Fincher and co. adapted the book again. It's sort of like a new version of a play; new actors, new director, new sets etc. but the text remains the same.
Sometimes people want to adapt a book (or a film) because they like something about it (they keep "that" but dump the rest) and sometimes because they like a LOT about it. I think Fincher really liked the book.
I don't think it would've been a good idea to give him a fake accent. It doesn't make a lot of sense that everybody is speaking with an accent, anyway, I mean, these are Swedish people in Sweden, aren't they? They wouldn't be talking English with a Swedish accent to each other, they'd be talking Swedish - interpreted as English in the movie for our viewing comfort. So I don't think it'd make more sense to have Craig speaking with an accent, because the accent is not part of the world of the film and the characters. I can understand that it makes for a weird contrast, though.
I've said it before, it doesn't bug me at all, as long as the accent sounds right and not fake.

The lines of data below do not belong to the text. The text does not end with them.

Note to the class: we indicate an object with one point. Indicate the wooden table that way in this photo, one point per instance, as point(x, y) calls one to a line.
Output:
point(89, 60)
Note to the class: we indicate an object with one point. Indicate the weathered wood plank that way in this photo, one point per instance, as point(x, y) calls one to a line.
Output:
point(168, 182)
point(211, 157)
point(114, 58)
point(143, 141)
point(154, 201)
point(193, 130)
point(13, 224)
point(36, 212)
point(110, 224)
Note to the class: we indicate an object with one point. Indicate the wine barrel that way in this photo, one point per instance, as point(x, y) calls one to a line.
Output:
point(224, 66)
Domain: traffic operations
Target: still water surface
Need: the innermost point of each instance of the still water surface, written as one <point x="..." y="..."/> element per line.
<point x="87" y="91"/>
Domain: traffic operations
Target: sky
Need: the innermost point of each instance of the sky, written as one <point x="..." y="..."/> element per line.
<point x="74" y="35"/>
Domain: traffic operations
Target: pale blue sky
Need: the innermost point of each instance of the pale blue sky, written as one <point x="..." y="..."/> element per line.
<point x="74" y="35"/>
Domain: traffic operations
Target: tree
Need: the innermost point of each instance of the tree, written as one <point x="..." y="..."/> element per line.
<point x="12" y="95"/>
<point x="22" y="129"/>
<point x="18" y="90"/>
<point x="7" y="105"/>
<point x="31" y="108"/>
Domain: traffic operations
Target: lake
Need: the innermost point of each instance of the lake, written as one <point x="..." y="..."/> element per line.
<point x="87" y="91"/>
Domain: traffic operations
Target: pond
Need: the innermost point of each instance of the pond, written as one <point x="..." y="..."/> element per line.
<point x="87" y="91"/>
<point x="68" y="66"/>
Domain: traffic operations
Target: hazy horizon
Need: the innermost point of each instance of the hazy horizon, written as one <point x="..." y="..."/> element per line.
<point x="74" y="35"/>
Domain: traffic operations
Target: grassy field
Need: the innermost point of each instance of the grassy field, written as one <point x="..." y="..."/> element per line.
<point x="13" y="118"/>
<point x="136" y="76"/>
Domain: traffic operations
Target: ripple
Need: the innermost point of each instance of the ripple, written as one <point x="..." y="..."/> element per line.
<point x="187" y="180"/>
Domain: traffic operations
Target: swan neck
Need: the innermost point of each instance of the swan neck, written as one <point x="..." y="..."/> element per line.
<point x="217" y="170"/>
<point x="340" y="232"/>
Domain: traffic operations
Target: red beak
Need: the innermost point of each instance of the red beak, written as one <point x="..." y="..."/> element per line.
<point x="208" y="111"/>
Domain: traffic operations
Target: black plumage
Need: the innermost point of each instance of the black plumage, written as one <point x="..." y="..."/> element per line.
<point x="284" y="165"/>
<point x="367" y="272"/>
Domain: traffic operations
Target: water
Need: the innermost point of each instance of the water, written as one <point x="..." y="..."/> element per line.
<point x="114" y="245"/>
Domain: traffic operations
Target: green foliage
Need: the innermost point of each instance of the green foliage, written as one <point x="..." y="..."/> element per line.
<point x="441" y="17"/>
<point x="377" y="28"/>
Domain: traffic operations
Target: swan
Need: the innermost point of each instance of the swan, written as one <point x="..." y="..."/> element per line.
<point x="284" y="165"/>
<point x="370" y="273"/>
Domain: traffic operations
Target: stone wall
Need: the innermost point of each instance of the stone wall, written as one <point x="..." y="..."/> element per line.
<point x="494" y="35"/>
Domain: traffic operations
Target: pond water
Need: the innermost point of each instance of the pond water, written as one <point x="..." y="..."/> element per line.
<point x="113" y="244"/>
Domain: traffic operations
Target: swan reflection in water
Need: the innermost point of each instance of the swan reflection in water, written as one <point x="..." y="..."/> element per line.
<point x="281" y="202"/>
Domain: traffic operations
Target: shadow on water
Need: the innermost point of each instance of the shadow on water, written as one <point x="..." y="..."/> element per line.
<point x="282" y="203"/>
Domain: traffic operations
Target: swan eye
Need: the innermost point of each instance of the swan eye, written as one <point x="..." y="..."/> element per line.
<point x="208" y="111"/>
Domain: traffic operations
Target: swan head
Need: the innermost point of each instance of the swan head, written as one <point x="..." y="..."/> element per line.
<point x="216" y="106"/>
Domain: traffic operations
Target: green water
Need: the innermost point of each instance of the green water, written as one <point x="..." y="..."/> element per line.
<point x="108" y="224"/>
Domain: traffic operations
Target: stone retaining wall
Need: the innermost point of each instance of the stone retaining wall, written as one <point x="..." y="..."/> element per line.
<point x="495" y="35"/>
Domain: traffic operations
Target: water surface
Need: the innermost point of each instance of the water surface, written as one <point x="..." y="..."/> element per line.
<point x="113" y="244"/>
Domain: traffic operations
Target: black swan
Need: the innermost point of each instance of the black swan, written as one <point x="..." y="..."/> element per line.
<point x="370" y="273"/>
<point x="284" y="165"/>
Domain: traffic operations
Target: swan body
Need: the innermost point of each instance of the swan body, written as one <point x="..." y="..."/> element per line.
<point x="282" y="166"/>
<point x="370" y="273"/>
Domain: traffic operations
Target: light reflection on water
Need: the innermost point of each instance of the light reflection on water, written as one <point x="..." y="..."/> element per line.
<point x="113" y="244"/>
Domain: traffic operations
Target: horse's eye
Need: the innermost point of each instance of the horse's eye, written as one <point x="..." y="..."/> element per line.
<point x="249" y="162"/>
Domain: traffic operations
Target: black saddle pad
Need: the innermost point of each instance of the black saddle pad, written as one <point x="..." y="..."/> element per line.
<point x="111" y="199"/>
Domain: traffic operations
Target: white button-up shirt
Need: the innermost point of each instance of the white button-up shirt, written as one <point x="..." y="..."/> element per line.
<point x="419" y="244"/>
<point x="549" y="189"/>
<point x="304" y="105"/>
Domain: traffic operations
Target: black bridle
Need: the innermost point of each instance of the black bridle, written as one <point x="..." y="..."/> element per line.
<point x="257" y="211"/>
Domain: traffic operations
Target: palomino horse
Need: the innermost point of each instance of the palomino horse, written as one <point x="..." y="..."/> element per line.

Movies are inherently artificial and having an audience hear "English" when the characters are speaking something else is just another example of that artificiality. This, and many other things, are handled by conventions that have evolved over a hundred hears or so of cinema and even longer in other forms, especially literature.
The regional accent idea is interesting, but when Oliver Stone made his Macedonians Irish in 'Alexander', was that really less distracting than fake Greek would've been? Or the actors using their own voices?